A conversation with two artists. Sound and light are like Yin and Yang.
Last but not least, artist and label owner Carsten Nicolai/Alva Noto joined Renzo Vitale on our FUTURE FORUM stage. In their conversation, Renzo and Carsten delved into the artistic process of developing contemporary electronic music. By integrating snippets of Alva Noto’s art, the audience experienced his music installations themselves.
In his artistic beginnings, Carsten created a process where “a light event happens at the same time and is connected to a sound event.” In his works there has always been “a strong interface between both”, “Sound and light are like Yin and Yang. They are connected.”
Carsten also shared an interesting thought on art: “Artistically, let’s say, in terms of music […] the most successful process appeared when things are merged and connected from different types of fields. Every kind of isolation or specialization is not so helpful in developing something for the future.” Interfaces are really important elements in the future; sound is an important element in the interface, but not the only one. It will depend [on] how we are using it.”
If you want to watch Carsten’s magnificent and powerful artwork or want to know more about the topics highlighted above, please watch the video. Thank you to all participants for joining us on this event.

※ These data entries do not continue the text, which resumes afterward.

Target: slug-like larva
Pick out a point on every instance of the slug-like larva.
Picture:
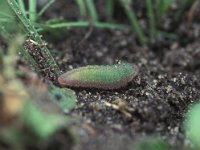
(101, 77)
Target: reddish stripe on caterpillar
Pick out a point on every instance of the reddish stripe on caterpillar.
(101, 77)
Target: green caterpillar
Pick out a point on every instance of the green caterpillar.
(101, 77)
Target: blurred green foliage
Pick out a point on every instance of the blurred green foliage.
(192, 124)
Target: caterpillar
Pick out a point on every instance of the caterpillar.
(101, 77)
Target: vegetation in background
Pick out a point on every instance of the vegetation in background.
(192, 124)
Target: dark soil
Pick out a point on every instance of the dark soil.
(154, 103)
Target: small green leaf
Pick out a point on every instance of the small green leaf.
(42, 125)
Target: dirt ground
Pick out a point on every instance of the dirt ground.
(153, 104)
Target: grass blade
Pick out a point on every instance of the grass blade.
(82, 8)
(134, 21)
(32, 10)
(49, 65)
(22, 6)
(46, 6)
(81, 24)
(151, 19)
(109, 9)
(92, 10)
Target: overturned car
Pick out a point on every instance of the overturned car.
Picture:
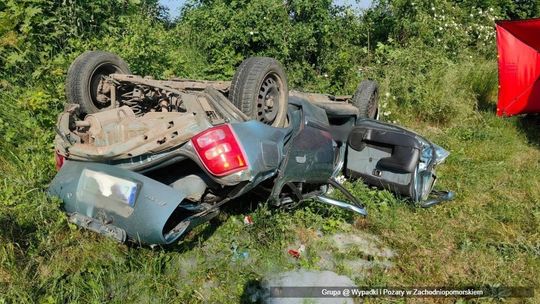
(148, 160)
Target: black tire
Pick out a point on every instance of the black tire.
(366, 99)
(84, 75)
(259, 89)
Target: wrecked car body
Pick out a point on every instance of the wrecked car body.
(147, 160)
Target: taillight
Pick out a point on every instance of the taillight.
(59, 160)
(219, 150)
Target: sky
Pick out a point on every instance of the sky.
(175, 5)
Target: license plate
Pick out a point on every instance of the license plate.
(109, 187)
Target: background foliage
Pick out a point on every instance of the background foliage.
(434, 60)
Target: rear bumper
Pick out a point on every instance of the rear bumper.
(146, 210)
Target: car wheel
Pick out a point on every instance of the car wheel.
(84, 85)
(259, 89)
(366, 99)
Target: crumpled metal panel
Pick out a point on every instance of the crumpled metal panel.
(130, 201)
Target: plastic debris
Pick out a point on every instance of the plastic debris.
(294, 253)
(238, 254)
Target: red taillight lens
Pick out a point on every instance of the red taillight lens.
(59, 160)
(219, 150)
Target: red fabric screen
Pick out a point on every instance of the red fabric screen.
(518, 44)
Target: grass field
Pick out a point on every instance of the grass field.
(488, 236)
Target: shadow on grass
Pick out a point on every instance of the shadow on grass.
(530, 125)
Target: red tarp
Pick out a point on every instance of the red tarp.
(518, 44)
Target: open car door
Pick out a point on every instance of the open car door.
(518, 45)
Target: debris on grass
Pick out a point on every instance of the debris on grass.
(248, 220)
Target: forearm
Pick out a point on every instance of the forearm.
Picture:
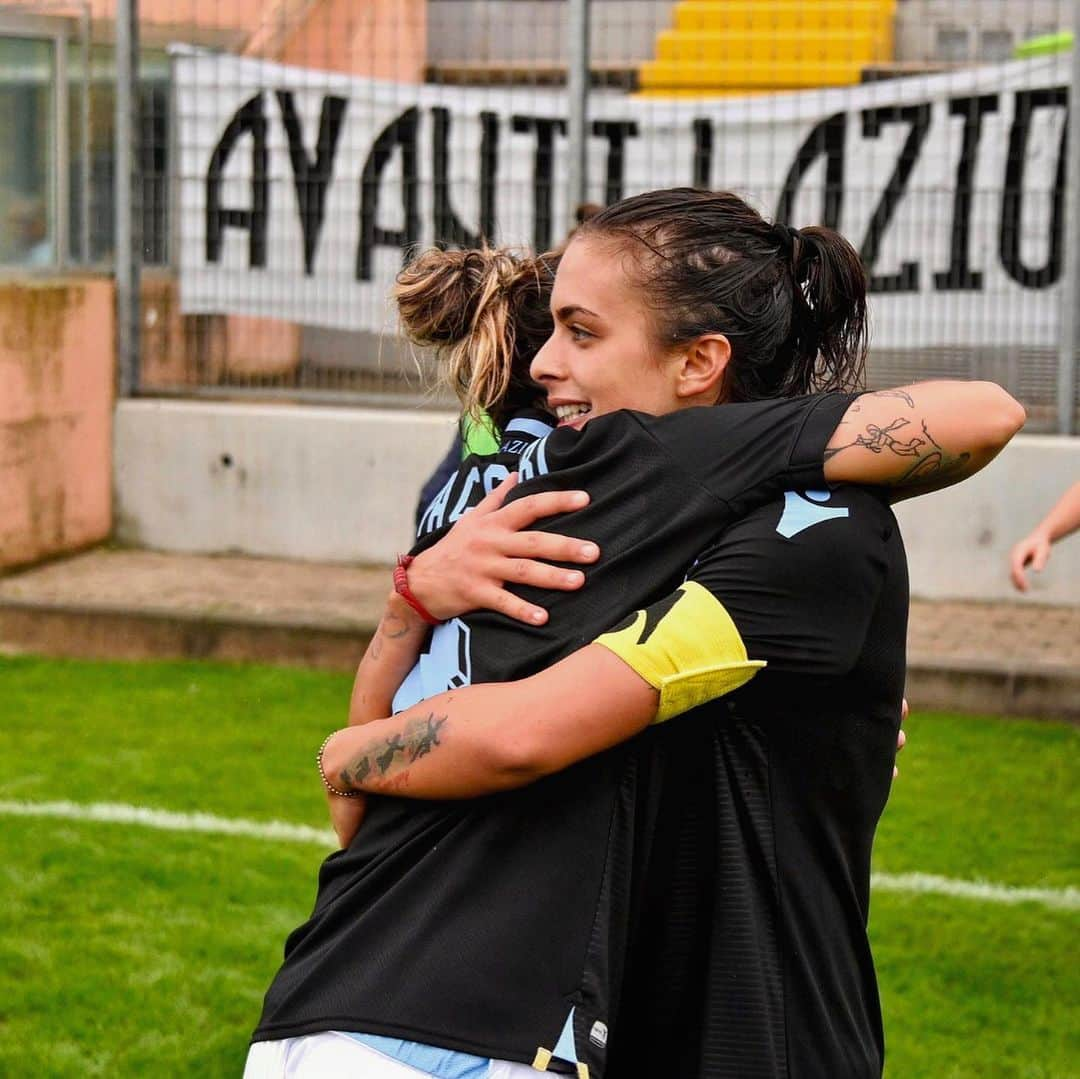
(489, 738)
(916, 439)
(390, 657)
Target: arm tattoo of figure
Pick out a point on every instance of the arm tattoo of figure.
(931, 460)
(388, 757)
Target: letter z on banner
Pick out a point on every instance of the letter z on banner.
(300, 191)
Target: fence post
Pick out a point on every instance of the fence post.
(1069, 340)
(129, 199)
(577, 92)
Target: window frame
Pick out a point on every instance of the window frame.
(58, 31)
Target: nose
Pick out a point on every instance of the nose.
(545, 365)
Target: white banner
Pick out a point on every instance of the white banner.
(301, 190)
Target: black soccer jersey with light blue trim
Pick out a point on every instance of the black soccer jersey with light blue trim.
(750, 956)
(498, 927)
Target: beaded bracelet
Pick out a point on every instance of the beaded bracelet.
(401, 587)
(326, 783)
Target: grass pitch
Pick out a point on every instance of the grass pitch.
(131, 952)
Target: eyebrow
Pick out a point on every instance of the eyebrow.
(571, 309)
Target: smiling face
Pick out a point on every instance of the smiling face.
(603, 354)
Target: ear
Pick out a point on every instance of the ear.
(702, 368)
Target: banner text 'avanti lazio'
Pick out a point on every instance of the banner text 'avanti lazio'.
(300, 191)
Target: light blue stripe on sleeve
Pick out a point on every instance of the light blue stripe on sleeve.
(433, 1060)
(527, 426)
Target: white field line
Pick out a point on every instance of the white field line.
(1064, 899)
(107, 812)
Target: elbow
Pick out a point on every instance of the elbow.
(516, 758)
(1004, 416)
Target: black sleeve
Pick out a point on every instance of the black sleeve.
(801, 577)
(744, 453)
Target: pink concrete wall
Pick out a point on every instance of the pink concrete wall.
(56, 379)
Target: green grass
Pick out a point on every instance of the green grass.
(129, 952)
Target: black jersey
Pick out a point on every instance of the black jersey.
(497, 927)
(750, 957)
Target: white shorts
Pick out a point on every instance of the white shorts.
(334, 1055)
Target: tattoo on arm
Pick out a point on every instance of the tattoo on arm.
(394, 625)
(899, 394)
(929, 459)
(388, 757)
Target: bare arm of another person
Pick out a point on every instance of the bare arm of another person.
(1034, 550)
(921, 437)
(459, 572)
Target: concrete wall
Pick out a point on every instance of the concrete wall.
(952, 31)
(56, 378)
(508, 31)
(281, 481)
(958, 540)
(340, 485)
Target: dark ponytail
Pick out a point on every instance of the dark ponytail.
(792, 301)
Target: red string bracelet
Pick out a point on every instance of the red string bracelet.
(401, 587)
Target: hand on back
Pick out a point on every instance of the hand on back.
(490, 547)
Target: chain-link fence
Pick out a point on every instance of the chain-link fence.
(289, 153)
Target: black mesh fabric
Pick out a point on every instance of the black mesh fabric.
(800, 764)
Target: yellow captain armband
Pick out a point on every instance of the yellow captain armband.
(686, 646)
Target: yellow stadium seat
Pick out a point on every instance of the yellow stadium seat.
(719, 46)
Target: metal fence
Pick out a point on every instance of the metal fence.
(278, 160)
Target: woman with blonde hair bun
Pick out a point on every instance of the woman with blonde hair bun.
(532, 886)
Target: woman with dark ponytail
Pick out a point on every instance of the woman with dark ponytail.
(690, 902)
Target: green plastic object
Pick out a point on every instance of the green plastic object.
(1044, 45)
(478, 435)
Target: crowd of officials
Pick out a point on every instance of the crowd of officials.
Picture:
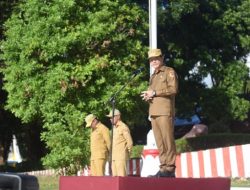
(163, 87)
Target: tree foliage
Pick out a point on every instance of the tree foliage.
(208, 38)
(63, 60)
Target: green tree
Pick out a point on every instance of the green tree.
(63, 60)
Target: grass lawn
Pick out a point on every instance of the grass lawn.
(52, 182)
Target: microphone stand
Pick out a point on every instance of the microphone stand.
(113, 100)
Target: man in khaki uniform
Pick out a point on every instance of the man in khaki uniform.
(122, 144)
(99, 145)
(161, 93)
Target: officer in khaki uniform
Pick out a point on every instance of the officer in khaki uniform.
(122, 145)
(99, 145)
(163, 87)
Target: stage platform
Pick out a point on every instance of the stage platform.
(142, 183)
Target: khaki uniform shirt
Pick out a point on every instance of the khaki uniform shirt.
(165, 84)
(122, 142)
(99, 142)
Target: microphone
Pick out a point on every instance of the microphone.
(136, 72)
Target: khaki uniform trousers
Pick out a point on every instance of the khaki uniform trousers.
(98, 167)
(119, 168)
(164, 137)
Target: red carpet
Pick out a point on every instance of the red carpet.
(139, 183)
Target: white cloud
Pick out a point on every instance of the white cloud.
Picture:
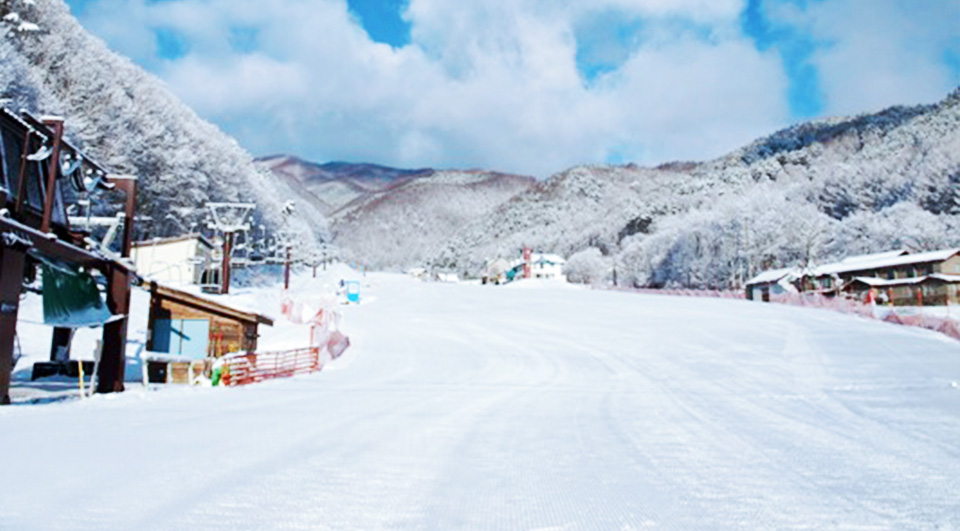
(483, 84)
(877, 53)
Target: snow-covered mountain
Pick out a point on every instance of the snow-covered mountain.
(127, 119)
(333, 185)
(812, 192)
(403, 224)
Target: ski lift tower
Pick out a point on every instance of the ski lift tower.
(286, 240)
(228, 219)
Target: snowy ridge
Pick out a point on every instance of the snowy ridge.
(129, 121)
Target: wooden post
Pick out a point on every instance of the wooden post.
(11, 277)
(113, 359)
(22, 173)
(56, 125)
(60, 344)
(225, 265)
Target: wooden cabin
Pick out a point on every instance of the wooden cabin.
(931, 290)
(41, 173)
(192, 326)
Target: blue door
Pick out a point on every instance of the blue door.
(183, 337)
(195, 335)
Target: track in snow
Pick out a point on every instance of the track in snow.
(480, 407)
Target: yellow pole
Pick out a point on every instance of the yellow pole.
(80, 382)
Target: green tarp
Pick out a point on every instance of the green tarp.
(71, 298)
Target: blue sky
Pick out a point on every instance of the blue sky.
(530, 86)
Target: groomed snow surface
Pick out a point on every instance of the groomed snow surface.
(477, 407)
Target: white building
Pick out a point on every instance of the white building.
(178, 261)
(548, 266)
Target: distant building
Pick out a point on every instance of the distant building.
(547, 266)
(895, 277)
(186, 259)
(496, 272)
(194, 326)
(774, 282)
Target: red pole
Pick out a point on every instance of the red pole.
(11, 278)
(54, 165)
(286, 271)
(526, 262)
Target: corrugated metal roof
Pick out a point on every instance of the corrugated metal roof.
(883, 262)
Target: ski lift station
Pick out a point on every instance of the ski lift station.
(197, 327)
(180, 260)
(41, 175)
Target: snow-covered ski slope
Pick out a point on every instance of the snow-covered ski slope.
(477, 407)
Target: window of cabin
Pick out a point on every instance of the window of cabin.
(35, 179)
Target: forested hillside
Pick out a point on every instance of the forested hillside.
(810, 193)
(129, 121)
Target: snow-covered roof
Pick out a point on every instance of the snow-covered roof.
(549, 258)
(880, 261)
(874, 257)
(886, 283)
(774, 275)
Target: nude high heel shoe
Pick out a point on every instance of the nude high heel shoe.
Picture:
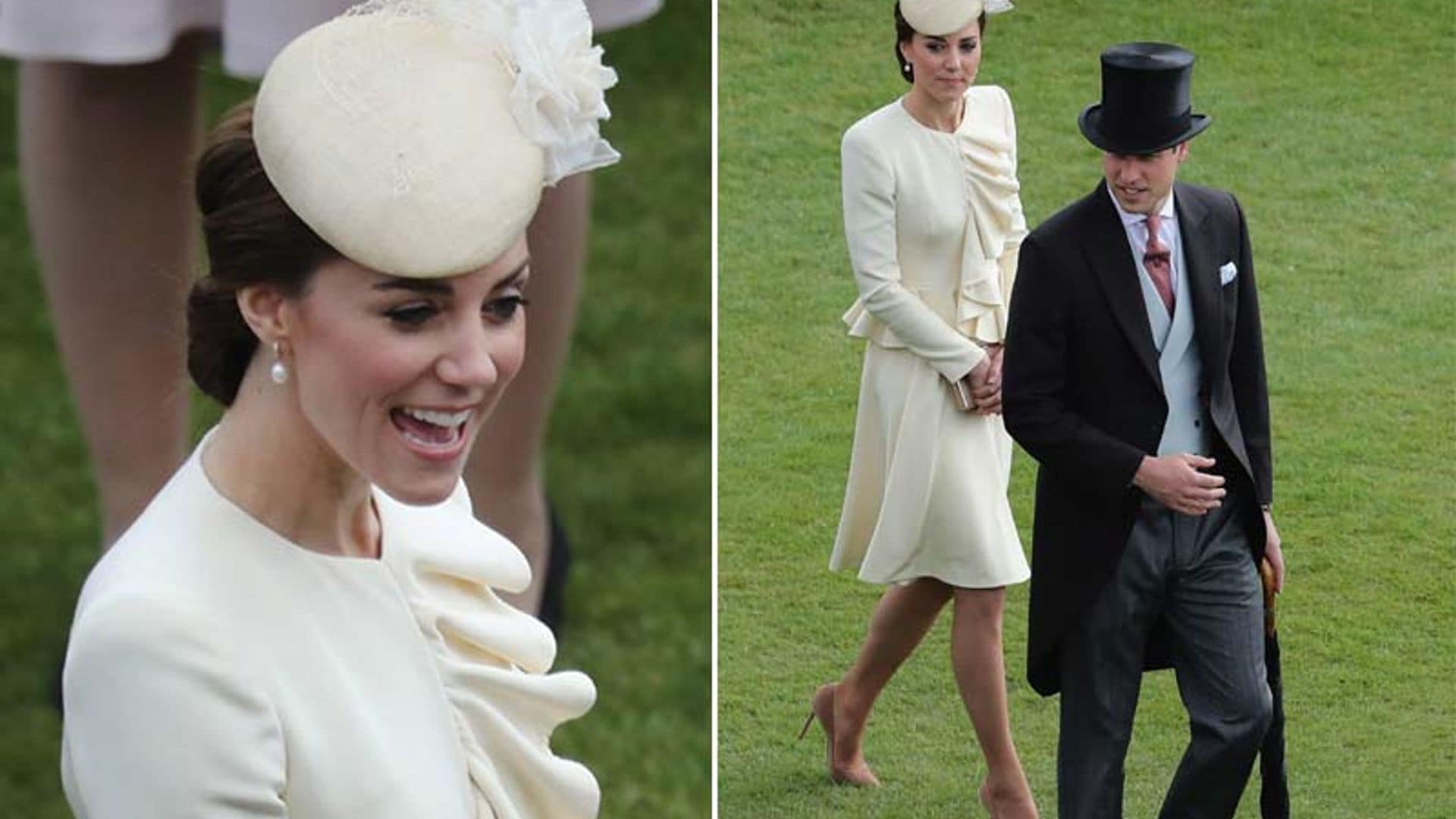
(821, 707)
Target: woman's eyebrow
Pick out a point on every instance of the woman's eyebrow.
(516, 278)
(427, 286)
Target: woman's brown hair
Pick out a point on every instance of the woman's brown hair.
(253, 238)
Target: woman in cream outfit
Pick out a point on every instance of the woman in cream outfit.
(108, 121)
(934, 219)
(305, 621)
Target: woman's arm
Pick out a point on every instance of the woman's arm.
(161, 723)
(870, 228)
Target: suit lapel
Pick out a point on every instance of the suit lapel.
(1203, 281)
(1106, 243)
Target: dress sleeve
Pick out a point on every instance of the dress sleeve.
(162, 723)
(870, 228)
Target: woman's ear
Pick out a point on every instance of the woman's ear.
(264, 308)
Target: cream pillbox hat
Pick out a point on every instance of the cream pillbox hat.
(416, 136)
(940, 18)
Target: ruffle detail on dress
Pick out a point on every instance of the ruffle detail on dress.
(492, 661)
(995, 226)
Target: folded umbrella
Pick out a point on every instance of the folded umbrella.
(1274, 779)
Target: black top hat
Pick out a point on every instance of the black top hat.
(1145, 99)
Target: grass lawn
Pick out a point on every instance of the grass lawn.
(629, 461)
(1335, 127)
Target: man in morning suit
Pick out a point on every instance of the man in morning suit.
(1134, 376)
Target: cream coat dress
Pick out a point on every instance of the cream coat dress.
(218, 670)
(934, 223)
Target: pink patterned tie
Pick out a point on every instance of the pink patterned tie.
(1158, 262)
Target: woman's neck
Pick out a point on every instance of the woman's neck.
(268, 460)
(932, 112)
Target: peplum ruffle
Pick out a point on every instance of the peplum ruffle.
(995, 228)
(492, 659)
(993, 231)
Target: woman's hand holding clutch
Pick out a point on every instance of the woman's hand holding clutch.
(979, 391)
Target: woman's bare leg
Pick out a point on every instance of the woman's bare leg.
(981, 672)
(105, 156)
(506, 472)
(902, 620)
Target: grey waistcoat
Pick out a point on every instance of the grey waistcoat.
(1187, 426)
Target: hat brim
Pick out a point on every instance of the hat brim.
(1091, 118)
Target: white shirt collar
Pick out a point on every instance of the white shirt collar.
(1130, 219)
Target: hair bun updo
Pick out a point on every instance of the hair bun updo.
(251, 238)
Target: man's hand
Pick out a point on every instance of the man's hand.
(1177, 483)
(1274, 551)
(984, 381)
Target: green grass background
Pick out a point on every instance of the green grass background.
(1334, 124)
(629, 461)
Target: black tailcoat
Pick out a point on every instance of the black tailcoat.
(1082, 392)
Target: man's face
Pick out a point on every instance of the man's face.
(1142, 183)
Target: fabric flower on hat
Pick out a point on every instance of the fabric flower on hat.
(560, 86)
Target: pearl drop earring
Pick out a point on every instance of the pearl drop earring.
(278, 372)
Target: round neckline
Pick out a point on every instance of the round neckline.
(278, 538)
(965, 107)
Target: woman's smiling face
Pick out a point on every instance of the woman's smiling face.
(397, 375)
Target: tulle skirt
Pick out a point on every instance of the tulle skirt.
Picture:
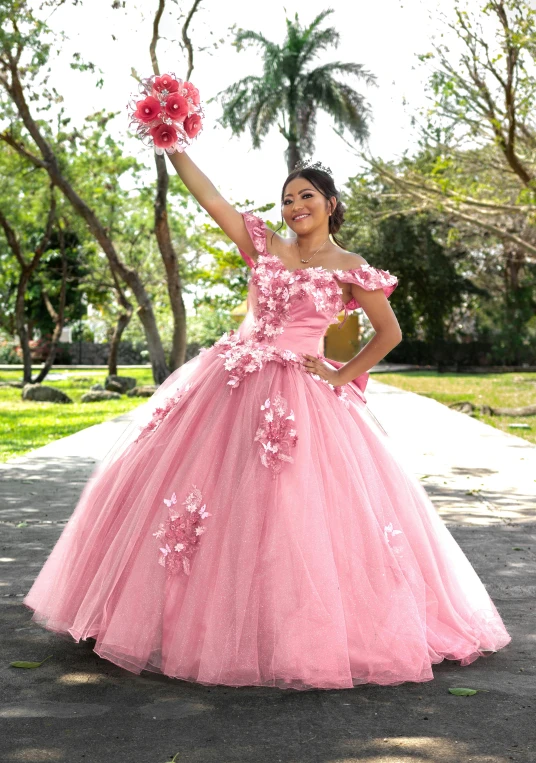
(262, 534)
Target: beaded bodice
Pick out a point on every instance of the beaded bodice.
(292, 309)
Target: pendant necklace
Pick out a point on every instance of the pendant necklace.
(311, 257)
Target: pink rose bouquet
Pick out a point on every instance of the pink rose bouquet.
(169, 114)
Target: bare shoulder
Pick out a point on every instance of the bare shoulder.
(349, 261)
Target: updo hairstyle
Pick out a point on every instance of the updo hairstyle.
(322, 180)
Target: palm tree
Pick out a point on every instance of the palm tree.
(290, 92)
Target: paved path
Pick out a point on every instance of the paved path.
(78, 707)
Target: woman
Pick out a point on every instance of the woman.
(253, 527)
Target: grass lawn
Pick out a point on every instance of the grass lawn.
(496, 390)
(25, 426)
(28, 425)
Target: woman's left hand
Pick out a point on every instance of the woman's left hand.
(316, 366)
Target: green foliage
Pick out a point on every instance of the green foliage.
(509, 390)
(290, 92)
(28, 425)
(432, 285)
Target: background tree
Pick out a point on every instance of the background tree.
(25, 43)
(290, 92)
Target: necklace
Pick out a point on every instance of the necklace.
(311, 257)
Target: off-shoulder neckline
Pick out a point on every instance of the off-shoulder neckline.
(316, 267)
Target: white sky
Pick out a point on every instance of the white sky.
(384, 36)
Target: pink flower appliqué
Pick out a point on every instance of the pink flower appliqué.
(388, 531)
(277, 288)
(181, 531)
(276, 434)
(245, 356)
(160, 413)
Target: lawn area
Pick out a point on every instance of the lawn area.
(28, 425)
(512, 390)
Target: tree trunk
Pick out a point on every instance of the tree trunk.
(20, 323)
(129, 276)
(120, 326)
(162, 231)
(26, 270)
(58, 317)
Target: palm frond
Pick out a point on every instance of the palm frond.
(339, 67)
(317, 41)
(347, 107)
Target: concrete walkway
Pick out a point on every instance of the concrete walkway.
(78, 707)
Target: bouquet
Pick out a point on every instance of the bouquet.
(169, 115)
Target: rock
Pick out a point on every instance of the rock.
(97, 396)
(41, 394)
(126, 382)
(112, 386)
(147, 391)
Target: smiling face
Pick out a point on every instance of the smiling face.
(304, 208)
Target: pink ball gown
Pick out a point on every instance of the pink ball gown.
(254, 528)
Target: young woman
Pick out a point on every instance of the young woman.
(254, 527)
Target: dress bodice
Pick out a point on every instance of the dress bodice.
(293, 309)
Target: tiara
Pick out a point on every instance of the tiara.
(303, 164)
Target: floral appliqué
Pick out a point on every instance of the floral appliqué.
(388, 531)
(276, 434)
(181, 531)
(160, 413)
(277, 288)
(245, 356)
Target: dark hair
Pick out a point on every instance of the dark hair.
(324, 184)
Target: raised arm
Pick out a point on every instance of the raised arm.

Renzo Vitale is an Italian pianist, composer, sound designer, acoustic engineer and artist. His creative process involves an interrogation of the relation between music, science and human perception.
Renzo holds a PhD in Acoustics from RWTH University (Germany), two Master degrees (in Electronic Engineering and in Piano) as well as further studies in electronic music, composition and conducting.
In 2015 he joined the Research & Innovation Center of BMW Group in Munich as a Noise, Vibration and Harshness (NVH) Engineering Specialist. Since 2017 he is responsible for Sound Design at BMW, MINI and Rolls Royce.
Renzo was scientific curator of the Season 2017/2018 of the Bavarian Radio Symphony Orchestra with the project Sound and Space. He has been appointed a Fellow of the German Government's Competency Center for the Cultural and Creative Industries and he also is a board member of SPIELMOTOR e.V.
Carsten Nicolai is an artist, musician and label owner. In his work he repeatedly crosses the boundaries between different artistic genres, inspired by scientific reference systems. As a musician, Nicolai is one of the most famous representatives of contemporary electronic music and is known under the pseudonym alva noto.
André Fiebig worked from to 2005 to 2018 for the HEAD acoustics GmbH on different topics related to acoustics, psychoacoustics and product sound quality and led a working group concerned with the “Perception and Assessment of Sounds NVH”. Since January 2019 he is a visiting professor in the Engineering Acoustics Department at the Technical University of Berlin teaching psychoacoustics. His special research interest lies in the field of the diverse noise effects on humans with special emphasis on soundscape, psychoacoustics and cognitive stimulus integration of streams of auditory sensations.
Emma Frid is a postdoctoral researcher at IRCAM/KTH Royal Institute of Technology. She holds a PhD in Sound and Music Computing from KTH, where she presented her thesis entitled "Diverse Sounds - Enabling Inclusive Sonic Interaction" in January 2020. Her research focuses on accessible sound/music technology and how multimodal interfaces and human-AI interaction can be used to promote inclusion in music-making.